Historia de la lengua francesa
Si hacemos un recuento histórico por todos los pueblos que poblaron lo que hoy llamamos Francia, encontraremos que ese territorio empezó siendo poblado por los galos (aproximadamente en el Siglo VII aC), quienes tenían un idioma celta que aún no llegaba a la escritura. Si hubiéramos mirado hacia la parte oeste, al sur, los habitantes aquitanos articulaban un idioma muy parecido al vasco (tal vez una lengua precursora de este), pero que finalmente tampoco tenían una grafía de ella.
Sin embargo, con la colonización del Imperio Romano, estos idiomas dispersos fueron siendo absorbidos o simplemente, desapareciendo (recordemos la rápida implantación del latín, y el rápido manejo de los nuevos pobladores con esta lengua). Al llegar la caída de este imperio, se prefigura en la Galia, la llegada de varios pueblos de diferentes orígenes, como por ejemplo los germanos. Entre todos estos, son dos los pueblos que logran consolidarse: los francos hacia el norte y los visigodos en la parte sur (quienes tenían una frontera natural que era el río Loira). Sin embargo y por la gran influencia del idioma latín, pese a que cada pueblo tenía su propio idioma, con el pasar de los años, sus hablantes se terminaron adaptando a este. Es importante resaltar, que hay también un idioma que aparece como raíz del francés: el flamenco, lengua que es hablada hasta nuestra actualidad en diferentes países como en Bélgica, Países Bajos y también al norte de Francia.

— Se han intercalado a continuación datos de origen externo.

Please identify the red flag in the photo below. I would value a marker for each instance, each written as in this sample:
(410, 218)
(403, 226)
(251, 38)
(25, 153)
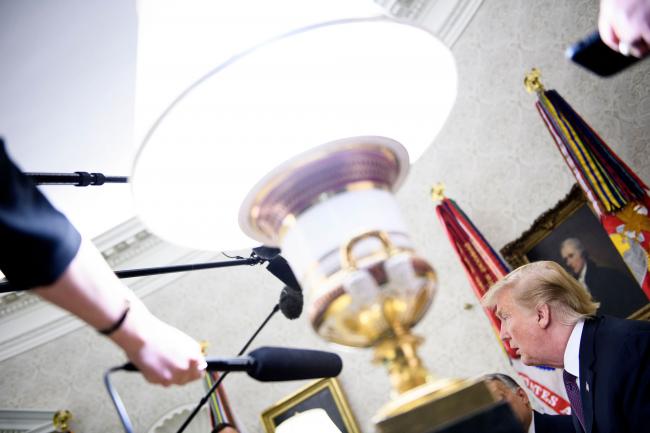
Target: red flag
(616, 193)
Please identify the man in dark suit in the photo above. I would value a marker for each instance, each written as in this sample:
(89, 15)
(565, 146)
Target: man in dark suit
(617, 292)
(506, 389)
(547, 316)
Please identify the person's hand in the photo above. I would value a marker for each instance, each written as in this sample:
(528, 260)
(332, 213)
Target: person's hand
(624, 25)
(163, 354)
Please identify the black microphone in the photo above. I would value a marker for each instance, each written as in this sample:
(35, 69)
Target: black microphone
(275, 364)
(291, 302)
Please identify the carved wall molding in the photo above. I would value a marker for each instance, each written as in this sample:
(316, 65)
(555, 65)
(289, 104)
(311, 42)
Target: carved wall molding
(27, 322)
(172, 420)
(447, 19)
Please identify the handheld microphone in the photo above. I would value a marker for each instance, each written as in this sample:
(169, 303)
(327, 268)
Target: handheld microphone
(277, 364)
(291, 302)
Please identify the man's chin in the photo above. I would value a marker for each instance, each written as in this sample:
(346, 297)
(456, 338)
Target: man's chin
(527, 360)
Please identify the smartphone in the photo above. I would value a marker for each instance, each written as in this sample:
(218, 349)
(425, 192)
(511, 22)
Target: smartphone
(591, 53)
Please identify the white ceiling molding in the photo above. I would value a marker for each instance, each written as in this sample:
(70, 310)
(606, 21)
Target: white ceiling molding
(447, 19)
(27, 322)
(26, 421)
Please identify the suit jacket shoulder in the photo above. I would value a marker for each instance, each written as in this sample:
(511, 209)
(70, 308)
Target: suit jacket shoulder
(545, 423)
(615, 375)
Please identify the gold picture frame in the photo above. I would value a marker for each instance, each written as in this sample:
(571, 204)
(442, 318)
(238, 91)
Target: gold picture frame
(324, 393)
(573, 217)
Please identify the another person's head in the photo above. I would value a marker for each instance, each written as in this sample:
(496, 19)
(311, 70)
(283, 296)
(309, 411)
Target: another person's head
(574, 255)
(505, 388)
(538, 305)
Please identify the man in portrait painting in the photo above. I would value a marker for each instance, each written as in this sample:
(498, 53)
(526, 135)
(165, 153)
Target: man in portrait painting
(618, 294)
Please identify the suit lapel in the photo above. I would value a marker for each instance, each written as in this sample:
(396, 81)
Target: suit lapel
(587, 373)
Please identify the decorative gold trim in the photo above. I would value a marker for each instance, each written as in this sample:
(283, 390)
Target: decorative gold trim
(308, 159)
(533, 82)
(515, 252)
(290, 219)
(438, 192)
(61, 420)
(305, 393)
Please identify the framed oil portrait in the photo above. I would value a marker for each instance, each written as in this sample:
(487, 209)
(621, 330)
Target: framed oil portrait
(571, 235)
(325, 394)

Así, durante y después de la influencia del Imperio Romano, la lengua hablada en el norte de Francia (o la llamada Galia) era un tipo de latín algo diferenciado pero que aun mantenía influencias de los francos (quienes fundamentalmente provenían de la lengua germánica). Sin embargo, no todas las regiones de esta zona evolucionaron a la par o con las mismas características. Tal es el caso que al sur de la Galia, la evolución es bastante distinta a la del norte, razón por la cual, poco a poco, ambas lenguas se van diferenciando una de la otra. Lo que en un principio sólo se marcaba diferencia por la frontera natural que era el río Loira, con el transcurrir de los siglos aparece la frontera linguística , es decir, más al sur (esto porque el poder político radicaba en París y con la Revolución Francesa, la lengua se convierte en un elemento que identifica al pueblo y que además iguala a los franceses).

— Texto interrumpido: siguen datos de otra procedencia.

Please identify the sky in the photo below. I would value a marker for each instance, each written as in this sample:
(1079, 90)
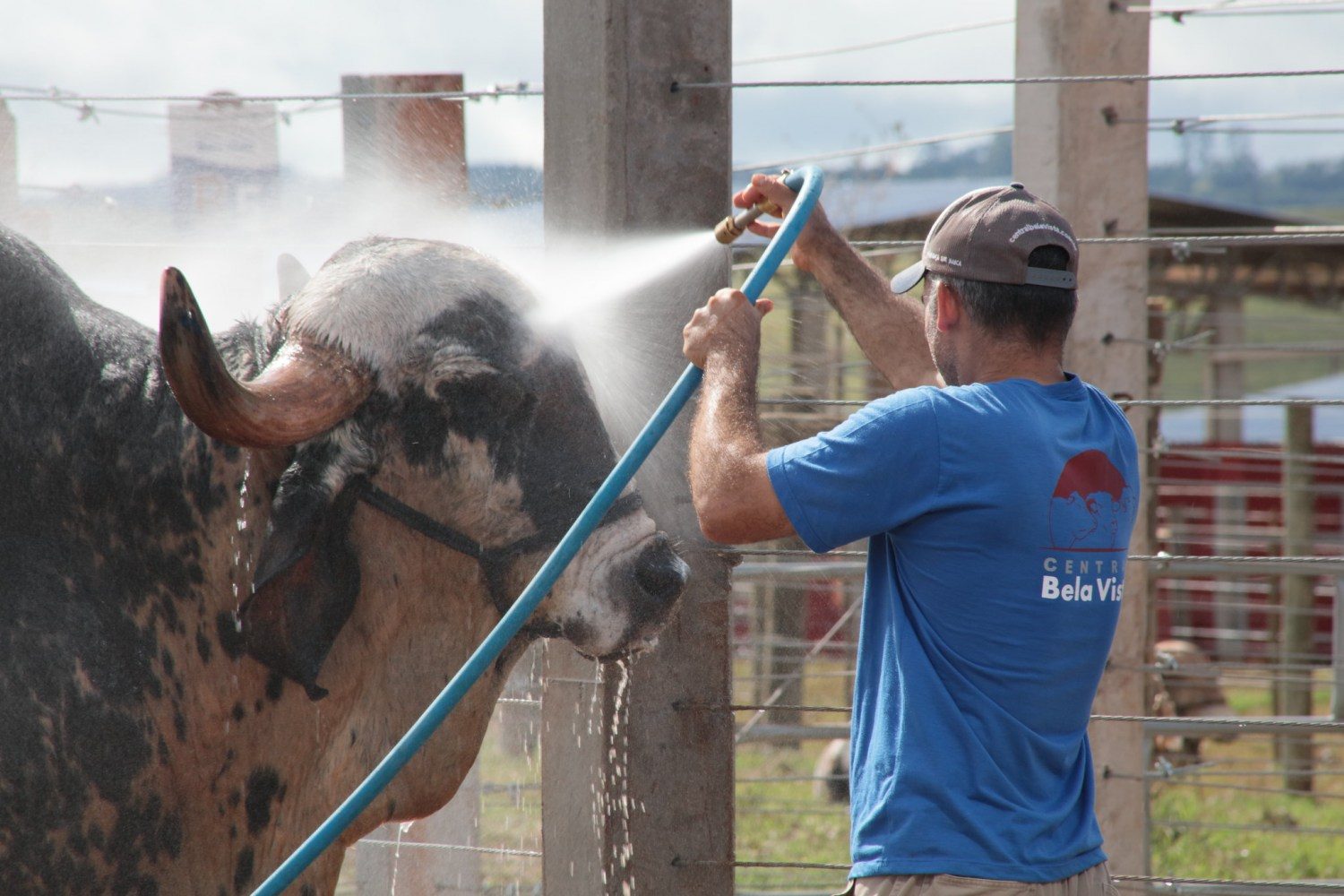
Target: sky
(304, 47)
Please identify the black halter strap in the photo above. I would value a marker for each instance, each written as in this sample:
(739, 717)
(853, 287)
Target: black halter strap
(494, 560)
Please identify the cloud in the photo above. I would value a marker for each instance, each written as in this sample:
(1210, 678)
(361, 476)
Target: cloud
(253, 46)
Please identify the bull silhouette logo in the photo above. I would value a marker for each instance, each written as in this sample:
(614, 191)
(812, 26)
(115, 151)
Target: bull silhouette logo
(1091, 505)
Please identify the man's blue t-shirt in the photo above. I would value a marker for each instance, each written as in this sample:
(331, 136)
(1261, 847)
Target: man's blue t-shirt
(999, 516)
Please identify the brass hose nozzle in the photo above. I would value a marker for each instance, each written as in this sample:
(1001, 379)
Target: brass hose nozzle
(731, 228)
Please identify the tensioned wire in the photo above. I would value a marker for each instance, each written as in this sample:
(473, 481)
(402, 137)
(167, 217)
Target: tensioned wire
(1038, 80)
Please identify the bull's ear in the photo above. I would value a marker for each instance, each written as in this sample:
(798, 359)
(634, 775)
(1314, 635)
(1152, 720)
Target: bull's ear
(306, 576)
(290, 274)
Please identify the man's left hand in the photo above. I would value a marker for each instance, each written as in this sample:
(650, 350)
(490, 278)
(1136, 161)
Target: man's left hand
(728, 325)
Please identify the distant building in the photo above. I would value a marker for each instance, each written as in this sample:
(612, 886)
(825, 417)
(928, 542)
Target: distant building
(225, 158)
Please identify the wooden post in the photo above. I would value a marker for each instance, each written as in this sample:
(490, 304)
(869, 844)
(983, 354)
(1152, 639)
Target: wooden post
(1295, 750)
(1097, 174)
(624, 156)
(1226, 379)
(414, 148)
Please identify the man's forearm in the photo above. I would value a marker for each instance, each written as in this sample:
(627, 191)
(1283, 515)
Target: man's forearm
(887, 327)
(728, 429)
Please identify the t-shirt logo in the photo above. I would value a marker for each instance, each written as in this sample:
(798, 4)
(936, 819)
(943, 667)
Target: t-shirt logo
(1091, 504)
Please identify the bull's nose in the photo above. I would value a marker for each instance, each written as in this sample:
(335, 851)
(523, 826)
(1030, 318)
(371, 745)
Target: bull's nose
(660, 571)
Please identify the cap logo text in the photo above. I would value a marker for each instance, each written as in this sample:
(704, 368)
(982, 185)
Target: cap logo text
(1027, 228)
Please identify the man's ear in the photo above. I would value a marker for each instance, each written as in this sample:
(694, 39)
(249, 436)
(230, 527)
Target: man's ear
(949, 306)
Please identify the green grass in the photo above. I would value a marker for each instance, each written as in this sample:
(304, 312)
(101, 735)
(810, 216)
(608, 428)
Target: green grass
(1292, 852)
(1266, 322)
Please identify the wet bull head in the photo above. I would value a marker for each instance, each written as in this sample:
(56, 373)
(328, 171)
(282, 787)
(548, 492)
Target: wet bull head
(414, 359)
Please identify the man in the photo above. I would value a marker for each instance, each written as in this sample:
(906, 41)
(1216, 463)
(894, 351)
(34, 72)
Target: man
(997, 513)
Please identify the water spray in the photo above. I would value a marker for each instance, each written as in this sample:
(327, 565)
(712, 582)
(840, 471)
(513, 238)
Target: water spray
(806, 183)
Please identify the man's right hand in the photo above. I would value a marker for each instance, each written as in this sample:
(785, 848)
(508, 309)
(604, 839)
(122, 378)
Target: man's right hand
(817, 236)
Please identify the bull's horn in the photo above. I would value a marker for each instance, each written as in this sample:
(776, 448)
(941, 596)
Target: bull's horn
(306, 390)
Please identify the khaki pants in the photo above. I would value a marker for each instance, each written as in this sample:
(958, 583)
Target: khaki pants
(1094, 882)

Es justamente por todas estas influencias y evoluciones en el proceso de la construcción del idioma que no queda claro para los filólogos descubrir el momento crucial en que el latin vulgar se convirtió en lo que hoy conocemos como francés o provenzal, sin embargo, podemos estimar que esta transformación pudo haberse dado entre los siglos VI y IX, ya que a partir del siglo VII ya hay evidencia de testimonios en el actual territorio francés. El primer testimonio del cambio de la lengua es la firma de los ‘Juramentos de Estrasburgo’ que datan del año 842, siendo el documento oficial más antiguo hecho en lengua francesa y también alemana.
Con el transcurrir de los años, pero no mucho, aparecerá en la literatura escrita por clérigos esta nueva lengua con estructuras más elaboradas. Estos primeros textos literarios manejaban un idioma mezcla del latín y el francés (propio de los inicios de cualquier lengua romance); entre ellos podemos encontrar el famosísimo ‘Cantar de Roldán’. Sin embargo, el primero de estos fue la ‘Secuencia de Santa Eulalia’. Así, a partir de estas producciones literarias y mediante el uso extensivo del idioma por sus pobladores, esta lengua romance fue diferenciándose de su progenitor, el latín, y consolidándose como una lengua con características propias. Con el tiempo, se transformó de lengua declinada a lengua analítica, lo que quiere decir que del uso de casos en la lengua, es decir: genitivo, dativo, acusativo, etc., se pasa al uso de las preposiciones (algo así como lo que le ocurrió a nuestro español).
El Francés en la antigüedad
Ya con todas estas premisas, se puede ir prefigurando que hubo un francés que ya no era latín pero que tampoco era el actual. Así, se puede suponer que el francés antiguo se va asentando a partir y durante el siglo XI. Es con la influencia germánica que esta lengua se vio obligada a usar un lenguaje escrito (algunos de los sonidos que se hablaban no existían dentro del latín vulgar).
Por ejemplo, la nasalización es uno de los elementos del habla francesa más llamativo. Además, en este idioma se va remarcando la escritura de la n en posición final de palabra. Por otro lado, la u latina pasa a ser una ou francesa. De igual manera, el hecho de la aspiración de la consonante h, es decir, el uso de la h aspirada.